With this, the young girl crawled off, broken. Oh, children, these are treacherous waters indeed..
Unfortunately, I was the only person standing there. It was too late to sneak away. I had to say something. He was staring at me. I had to say something. After somewhat composing myself though I was shaking like a leaf inside and hoped it was not visible, I stammered with a mouth full of what felt like molasses:
“Mr. Rotten, my name is Tyson. I sing in the Kittens” I started and when I got no response. “Thank you for taking us on tour; we do really appreciate it.” Really, I am not sure how slow or fast I said all of this and if it was even in decipherable English. I know that it was a blur and I half expected him to slug me or spit on me or call me some inventive ultra-degrading name or just snarl and walk away.
Surprisingly, he did none of this. He shook my hand and grabbed my shoulder and said in the most heartwarming jovial tone devoid of sarcasm, “Yes, yes, the Chainsaw Kitties, marvelous. We’ll have drinkies later.”
And, that is exactly what we did do. We had drinkies; Mr. Lydon supplied the Courvoisier and held court as we sipped at his table. We were in Buffalo, NY where the tour ended. The club, which might have been called the Garage, was somewhat dilapidated in an old two or three story building that had probably been abandoned for years before it became a club. If I remember correctly, the dressing room had somewhat large holes in the wood floor that had been half-heartedly patched.
This was the third story of the building, which was dedicated to the dressing room. It was roomy but somewhat cozy at the same time. It resembled the android builder J.F. Sebastian’s apartment in Bladerunner.
PIL and the Kittens sat around a big long wooden table and listened to the founding father of our adopted punk culture preach. He poured the cognac freely. His words exploded into us like the commandments. We took notes like Moses. Sadly, he really only had two commandments as opposed to ten. But, these two commandments carried the importance of ten.
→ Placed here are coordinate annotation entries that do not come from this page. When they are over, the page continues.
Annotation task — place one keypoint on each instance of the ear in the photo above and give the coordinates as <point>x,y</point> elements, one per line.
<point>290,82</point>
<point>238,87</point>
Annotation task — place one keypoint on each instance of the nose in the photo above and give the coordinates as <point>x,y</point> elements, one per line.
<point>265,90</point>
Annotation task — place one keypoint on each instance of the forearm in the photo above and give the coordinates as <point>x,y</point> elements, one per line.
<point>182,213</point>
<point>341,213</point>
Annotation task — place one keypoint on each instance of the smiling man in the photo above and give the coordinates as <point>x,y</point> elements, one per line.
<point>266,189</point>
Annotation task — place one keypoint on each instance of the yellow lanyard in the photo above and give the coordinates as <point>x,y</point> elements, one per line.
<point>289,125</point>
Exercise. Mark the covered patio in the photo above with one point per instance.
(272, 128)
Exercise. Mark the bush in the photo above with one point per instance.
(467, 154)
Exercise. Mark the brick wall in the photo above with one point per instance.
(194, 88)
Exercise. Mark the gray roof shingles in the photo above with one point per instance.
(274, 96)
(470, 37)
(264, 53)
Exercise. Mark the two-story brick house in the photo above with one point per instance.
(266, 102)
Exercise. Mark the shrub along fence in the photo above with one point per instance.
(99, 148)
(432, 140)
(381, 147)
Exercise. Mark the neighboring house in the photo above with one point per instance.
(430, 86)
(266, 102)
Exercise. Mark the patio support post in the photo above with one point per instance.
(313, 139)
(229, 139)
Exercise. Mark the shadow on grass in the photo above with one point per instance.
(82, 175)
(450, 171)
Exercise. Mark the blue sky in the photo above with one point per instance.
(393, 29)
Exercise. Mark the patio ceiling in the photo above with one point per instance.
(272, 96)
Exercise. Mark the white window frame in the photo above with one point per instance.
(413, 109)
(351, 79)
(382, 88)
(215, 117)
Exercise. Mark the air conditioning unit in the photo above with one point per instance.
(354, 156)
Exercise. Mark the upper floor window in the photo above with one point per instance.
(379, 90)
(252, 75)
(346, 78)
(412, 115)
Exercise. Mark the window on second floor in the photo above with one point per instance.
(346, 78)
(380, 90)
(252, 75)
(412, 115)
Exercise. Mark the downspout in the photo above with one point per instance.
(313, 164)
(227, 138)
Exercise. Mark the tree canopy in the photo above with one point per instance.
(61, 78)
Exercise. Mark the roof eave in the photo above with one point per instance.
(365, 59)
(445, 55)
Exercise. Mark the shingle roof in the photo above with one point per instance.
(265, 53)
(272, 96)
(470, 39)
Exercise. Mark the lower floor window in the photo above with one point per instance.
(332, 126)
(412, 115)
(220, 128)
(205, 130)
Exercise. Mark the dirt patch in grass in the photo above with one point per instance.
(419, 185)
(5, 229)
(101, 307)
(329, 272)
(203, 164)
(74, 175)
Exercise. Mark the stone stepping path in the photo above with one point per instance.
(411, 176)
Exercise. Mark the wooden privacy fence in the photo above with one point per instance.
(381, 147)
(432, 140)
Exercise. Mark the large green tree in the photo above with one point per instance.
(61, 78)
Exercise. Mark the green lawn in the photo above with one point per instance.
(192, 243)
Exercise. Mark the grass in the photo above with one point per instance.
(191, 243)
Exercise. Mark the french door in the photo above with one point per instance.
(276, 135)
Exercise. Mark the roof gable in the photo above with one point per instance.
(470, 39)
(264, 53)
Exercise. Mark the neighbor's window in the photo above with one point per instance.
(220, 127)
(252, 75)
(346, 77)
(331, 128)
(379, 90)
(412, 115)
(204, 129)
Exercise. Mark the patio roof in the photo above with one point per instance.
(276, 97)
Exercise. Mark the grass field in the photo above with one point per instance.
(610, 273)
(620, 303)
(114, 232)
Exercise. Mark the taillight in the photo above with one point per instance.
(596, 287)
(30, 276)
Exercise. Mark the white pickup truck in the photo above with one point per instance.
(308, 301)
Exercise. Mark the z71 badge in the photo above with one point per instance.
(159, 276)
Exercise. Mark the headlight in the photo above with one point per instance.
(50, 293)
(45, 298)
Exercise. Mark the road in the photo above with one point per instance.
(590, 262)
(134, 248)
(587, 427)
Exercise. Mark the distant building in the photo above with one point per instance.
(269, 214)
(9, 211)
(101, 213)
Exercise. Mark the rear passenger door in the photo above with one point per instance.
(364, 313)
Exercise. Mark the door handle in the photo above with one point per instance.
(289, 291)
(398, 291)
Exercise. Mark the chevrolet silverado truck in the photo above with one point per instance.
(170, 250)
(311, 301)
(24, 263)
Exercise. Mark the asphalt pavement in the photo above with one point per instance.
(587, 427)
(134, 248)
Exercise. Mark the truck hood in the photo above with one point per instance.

Thus spoke the lord who at this point somewhat resembled a living breathing Bart Simpson with that crazy plastered hair that stood straight up; and the same sort of long oversized athletic shorts. Maybe in someway our punk juju shaman was looking at this cultural icon, this Rotten Simpson, and throwing him back in our face by adopting him as his own persona…or maybe not, but whatever the case, Mr. Rotten had sage words that will always ring true. In hindsight, they ring truer today, even, than they did then because I guess now I have lived through all of the bullshit and absurdity that the record companies have to offer.
Thus spoke Mr. Rotten:
1. Never trust a record company.
2. Take them for all they’re worth.
When he said these incontestable truths, he spit out the words ‘record company’ as if he was saying the most heinous words known to man, words that could turn the speaker into salt, words like Medusa that had hundreds of snakes coming out every letter. The inflection that he put on ‘worth’ had that snide, hissing, knowing tone that comes across during the finest Pistols’ moments.
“Yes, Mr. Rotten,” we said in a sort of Brechtian chorus . “Tell us more.” At this point, Mr. Rotten was Mother Courage. We were the children. He knew we would be ravaged by our war with the record companies. And he was right.